Genome Wide-scale CRISPR-Cas9 Knockout Screens Identify a Fitness Score for Optimized Risk Stratification in Colorectal Cancer

Overview

Journal J Transl Med

Publisher Biomed Central

Specialties Biomedical Engineering
General Medicine

Date 2024 Jun 10

PMID 38858785

Authors

Xiangchou Yang

Jieyu Liu

Shuaibin Wang

Wail Hussein Ahmed Al-Ameer

Jingting Ji

Jiaqi Cao

Hassan Mansour S Dhaen

Ying Lin

Yangyang Zhou

Chenguo Zheng

Affiliations

Soon will be listed here.

Abstract

Background: The molecular complexity of colorectal cancer poses a significant challenge to the clinical implementation of accurate risk stratification. There is still an urgent need to find better biomarkers to enhance established risk stratification and guide risk-adapted treatment decisions.

Methods: we systematically analyzed cancer dependencies of 17 colorectal cancer cells and 513 other cancer cells based on genome-scale CRISPR-Cas9 knockout screens to identify colorectal cancer-specific fitness genes. A regression model was built using colorectal cancer-specific fitness genes, which was validated in other three independent cohorts. 30 published gene expression signatures were also retrieved.

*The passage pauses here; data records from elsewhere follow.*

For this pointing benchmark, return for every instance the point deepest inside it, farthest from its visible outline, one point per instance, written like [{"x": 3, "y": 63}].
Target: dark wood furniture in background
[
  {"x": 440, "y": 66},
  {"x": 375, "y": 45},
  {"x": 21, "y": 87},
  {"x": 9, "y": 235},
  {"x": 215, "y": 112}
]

Findings: We defined a total of 1828 genes that were colorectal cancer-specific fitness genes and identified a 22 colorectal cancer-specific fitness gene (CFG22) score. A high CFG22 score represented unfavorable recurrence and mortality rates, which was validated in three independent cohorts. Combined with age, and TNM stage, the CFG22 model can provide guidance for the prognosis of colorectal cancer patients. Analysis of genomic abnormalities and infiltrating immune cells in the CFG22 risk stratification revealed molecular pathological difference between the subgroups. Besides, drug analysis found that CFG22 high patients were more sensitive to clofibrate.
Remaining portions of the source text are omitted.